See this issue. It is often the case when we want to build a regular expression out of a string without treating special characters from the string as special regular expression tokens. For example if we want to replace all occurrences of the the string Hello.
which we got from the user we might be tempted to do ourLongText.replace(new RegExp(text, "g"))
but this would match .
against any character rather than a dot.
This is a fairly common use in regular expressions and standardizing it would be useful.
In other languages there is a way to escape a literal through a tool similar to the RegExp.escape proposal:
- Perl: quotemeta(str) - see the docs
- PHP: preg_quote(str) - see the docs
- Python: re.escape(str) - see the docs
- Ruby: Regexp.escape(str) - see the docs
- Java: Pattern.quote(str) - see the docs
- C#, VB.NET: Regex.Escape(str) - see the docs
Note that the languages differ in what they do - (perl does something different from C#) but they all have the same goal.
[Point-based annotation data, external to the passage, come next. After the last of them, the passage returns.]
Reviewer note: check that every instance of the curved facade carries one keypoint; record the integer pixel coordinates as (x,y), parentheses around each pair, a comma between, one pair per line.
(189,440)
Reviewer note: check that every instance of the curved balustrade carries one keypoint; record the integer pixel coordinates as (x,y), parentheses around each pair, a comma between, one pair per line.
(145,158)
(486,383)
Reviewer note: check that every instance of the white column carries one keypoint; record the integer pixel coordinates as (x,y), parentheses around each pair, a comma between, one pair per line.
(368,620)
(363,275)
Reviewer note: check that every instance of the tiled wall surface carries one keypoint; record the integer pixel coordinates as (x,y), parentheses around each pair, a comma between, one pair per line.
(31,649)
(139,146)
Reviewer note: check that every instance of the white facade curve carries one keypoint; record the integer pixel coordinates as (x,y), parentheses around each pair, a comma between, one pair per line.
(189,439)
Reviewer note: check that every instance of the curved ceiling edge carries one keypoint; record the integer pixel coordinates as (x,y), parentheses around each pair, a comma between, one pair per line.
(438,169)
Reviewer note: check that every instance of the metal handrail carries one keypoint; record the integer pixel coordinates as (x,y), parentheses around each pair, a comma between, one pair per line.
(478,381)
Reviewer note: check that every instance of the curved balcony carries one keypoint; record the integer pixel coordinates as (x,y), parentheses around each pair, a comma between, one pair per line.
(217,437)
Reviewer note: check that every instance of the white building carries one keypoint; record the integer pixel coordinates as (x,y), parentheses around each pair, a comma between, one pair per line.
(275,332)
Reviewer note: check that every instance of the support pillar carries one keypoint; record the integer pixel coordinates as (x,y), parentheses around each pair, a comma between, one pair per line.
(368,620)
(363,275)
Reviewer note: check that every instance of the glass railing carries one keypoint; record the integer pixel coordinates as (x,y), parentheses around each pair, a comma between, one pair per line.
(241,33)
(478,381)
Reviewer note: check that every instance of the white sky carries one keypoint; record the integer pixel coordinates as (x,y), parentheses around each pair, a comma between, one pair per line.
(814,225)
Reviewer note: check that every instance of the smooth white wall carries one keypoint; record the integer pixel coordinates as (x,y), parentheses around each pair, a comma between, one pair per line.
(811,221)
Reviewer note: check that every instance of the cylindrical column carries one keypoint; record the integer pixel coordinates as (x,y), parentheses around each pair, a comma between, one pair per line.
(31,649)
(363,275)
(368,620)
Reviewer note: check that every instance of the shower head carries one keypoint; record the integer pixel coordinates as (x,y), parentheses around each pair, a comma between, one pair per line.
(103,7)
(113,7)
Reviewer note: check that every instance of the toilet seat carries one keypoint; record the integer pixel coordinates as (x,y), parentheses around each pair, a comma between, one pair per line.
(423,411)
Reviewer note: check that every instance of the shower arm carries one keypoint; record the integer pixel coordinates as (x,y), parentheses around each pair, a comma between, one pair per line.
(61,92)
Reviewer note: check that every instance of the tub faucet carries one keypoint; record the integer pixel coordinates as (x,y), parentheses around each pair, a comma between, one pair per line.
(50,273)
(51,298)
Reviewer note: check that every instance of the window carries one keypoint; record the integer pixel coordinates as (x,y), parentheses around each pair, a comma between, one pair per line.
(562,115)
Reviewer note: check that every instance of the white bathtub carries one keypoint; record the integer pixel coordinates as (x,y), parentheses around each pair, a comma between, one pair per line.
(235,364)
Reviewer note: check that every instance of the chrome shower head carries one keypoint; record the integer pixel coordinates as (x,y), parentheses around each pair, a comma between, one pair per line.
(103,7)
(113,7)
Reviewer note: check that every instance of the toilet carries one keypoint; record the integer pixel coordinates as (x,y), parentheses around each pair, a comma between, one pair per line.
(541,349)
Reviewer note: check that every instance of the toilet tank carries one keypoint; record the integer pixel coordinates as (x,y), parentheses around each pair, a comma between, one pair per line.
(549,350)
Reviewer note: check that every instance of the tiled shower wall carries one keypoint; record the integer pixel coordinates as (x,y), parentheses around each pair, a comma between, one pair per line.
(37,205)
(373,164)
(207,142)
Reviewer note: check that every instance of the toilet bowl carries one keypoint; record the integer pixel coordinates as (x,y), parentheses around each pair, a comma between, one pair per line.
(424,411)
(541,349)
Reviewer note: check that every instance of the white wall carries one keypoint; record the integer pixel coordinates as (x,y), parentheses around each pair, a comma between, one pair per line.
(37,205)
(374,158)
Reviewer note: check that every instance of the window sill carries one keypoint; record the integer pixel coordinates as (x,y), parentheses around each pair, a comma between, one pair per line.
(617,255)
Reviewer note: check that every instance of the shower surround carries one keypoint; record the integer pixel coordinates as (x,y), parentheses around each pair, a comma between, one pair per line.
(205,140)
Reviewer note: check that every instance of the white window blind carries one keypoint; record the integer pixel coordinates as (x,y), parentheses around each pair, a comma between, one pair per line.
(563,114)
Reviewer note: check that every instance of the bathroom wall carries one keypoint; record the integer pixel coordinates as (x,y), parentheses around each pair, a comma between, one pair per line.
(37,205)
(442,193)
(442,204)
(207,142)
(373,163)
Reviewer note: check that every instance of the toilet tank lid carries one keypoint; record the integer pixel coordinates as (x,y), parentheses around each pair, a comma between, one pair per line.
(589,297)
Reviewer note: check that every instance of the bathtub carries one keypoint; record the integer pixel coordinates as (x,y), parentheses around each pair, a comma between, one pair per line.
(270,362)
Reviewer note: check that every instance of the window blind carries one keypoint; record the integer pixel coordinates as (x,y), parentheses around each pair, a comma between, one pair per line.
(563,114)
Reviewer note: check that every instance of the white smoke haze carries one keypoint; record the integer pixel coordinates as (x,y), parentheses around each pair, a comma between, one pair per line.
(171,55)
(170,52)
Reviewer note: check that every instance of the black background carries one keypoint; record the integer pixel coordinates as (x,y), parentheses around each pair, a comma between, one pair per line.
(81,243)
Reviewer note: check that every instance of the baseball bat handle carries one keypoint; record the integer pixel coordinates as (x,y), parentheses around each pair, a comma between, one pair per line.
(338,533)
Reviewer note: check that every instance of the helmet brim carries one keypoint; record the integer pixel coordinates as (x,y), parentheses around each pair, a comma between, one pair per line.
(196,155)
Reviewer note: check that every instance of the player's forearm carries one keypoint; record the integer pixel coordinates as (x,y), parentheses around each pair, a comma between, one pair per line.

Most of these languages have template strings but most of them don't have tagged template strings like in ES which enable the syntax and solution format this solution uses.
We propose the addition of an RegExp.tag
function, such that strings can be escaped in order to be used inside regular expressions:
var str = prompt("Please enter a string");
let re = RegExp.tag()`${str}.*${str}A`;
alert(re.test(str)); // check if the string matches against the string twice with A following the second time
There is an alternative proposal here about a RegExp.escape function. Similar to that proposal this one uses the spec's SyntaxCharacter
list of characters so updates are in sync with the specificaiton instead of specifying the characters escaped manually. This is unlike earlier proposals.
##Cross-Cutting Concerns
The list of escaped identifiers should be kept in sync with what the regular expressions grammar considers to be syntax characters that need escaping - for this reason instead of hard-coding the list of escaped characters we escape characters that are recognized as a SyntaxCharacter
s by the engine. For example, if regex comments are ever added to the specification (presumably under a flag) - this ensures they are properly escaped.